Ethical considerations that go beyond compliance
When collecting and utilizing personal data, the new EU General Data Protection Regulation imposes vital obligations upon organisations in terms of data protection. While conforming with data protection requirements is an important step to enhance transparency, data responsibility takes into account ethical considerations that go beyond compliance.
Responsible use of data means bearing in mind the consequences that the use of data could have on vulnerable people around the world and taking measures to avoid putting individuals or communities at risk.
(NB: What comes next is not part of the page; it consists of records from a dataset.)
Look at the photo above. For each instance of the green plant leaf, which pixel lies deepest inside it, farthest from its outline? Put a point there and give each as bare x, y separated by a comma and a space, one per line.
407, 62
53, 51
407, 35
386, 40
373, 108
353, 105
The collection and utilisation of potentially sensitive data may negatively impact vulnerable individuals or communities – despite the good intentions.
Assessing the benefit of data-driven solutions in every humanitarian context versus their potential harm, requires awareness about how to use innovative data technology and (open) data in a responsible way. Humanitarian actors should take advantage of the opportunities provided by (open) data, but they should do so responsibly.
We define Data Responsibility as “the responsible usage of data (including collection, storage, processing and dissemination) with respect to ethical standards and principles in the humanitarian context, bearing in mind potential consequences and taking measures to avoid putting individuals or communities at risk”.
Data usage should be: legitimate, lawful, fair and respectful of data subjects’ rights
Data Responsibility accentuates the importance of data usage being legitimate, lawful and fair while respecting the rights of data subjects, such as obtaining informed consent from individuals or communities that the data usage may pertain to.
The importance of the responsible use of data is becoming increasingly recognised in the humanitarian field with key actors such as UNOCHA, UNHCR, Oxfam, Harvard Humanitarian Initiative, Brussels Privacy Hub and the International Committee of the Red Cross providing valuable insight and resources on the topic. Even so, acknowledging the important work that has already been done on the topic, 510 deemed it beneficial to form a basis for how to handle data within the work context of our team. This led to the creation of a policy that has specifically been tailored for feasibility to aid our team members in using data responsibly.
510 Data Responsibility Policy: a concise and practical ‘living’ document
Given that 510 is at its core a team dedicated to working on data-driven solutions for humanitarian aid, our policy has been designed for practical use. It ventures to incorporate the principles of Data Responsibility in our daily work for easy and functional application by our team members in various projects – the concise nature of the policy aids this goal. These principles are essential to our policy: each principle emphasizes vital considerations concerning the responsible use of data. The policy has also been structured according to a data life cycle to provide general guidance on common stages and steps within (data-driven) projects.
510 Data Responsibility Policy – Complementary documents: Checklist and Guidelines for Threat and Risk Assessment
Lastly, the policy is complemented by a separate checklist for simplified application of the policy to specific projects, and guidelines for a threat and risk assessment in case the checklist raises ‘red flags’ (i.e. highlights potential risks) see the figure below:
510’s data responsibility documents: policy document, checklist document and threat and risk assessment guidelines.
We hope that this policy will contribute to ongoing policy debates and exchange of experiences and best practices – thereby encouraging the responsible use of data in the humanitarian ecosystem.
You can use our policy for non-commercial purpose and as a base for adapting your own policy, but please be so kind to give us some credit and reference it by indicating the following sentence where appropriate:
Please note that we used the data responsibility policy as initially developed and drafted upon initiative of NLRC 510 as a source of inspiration and starting point for the adaptation of our own policy, for the content and performance of which we carry sole responsibility.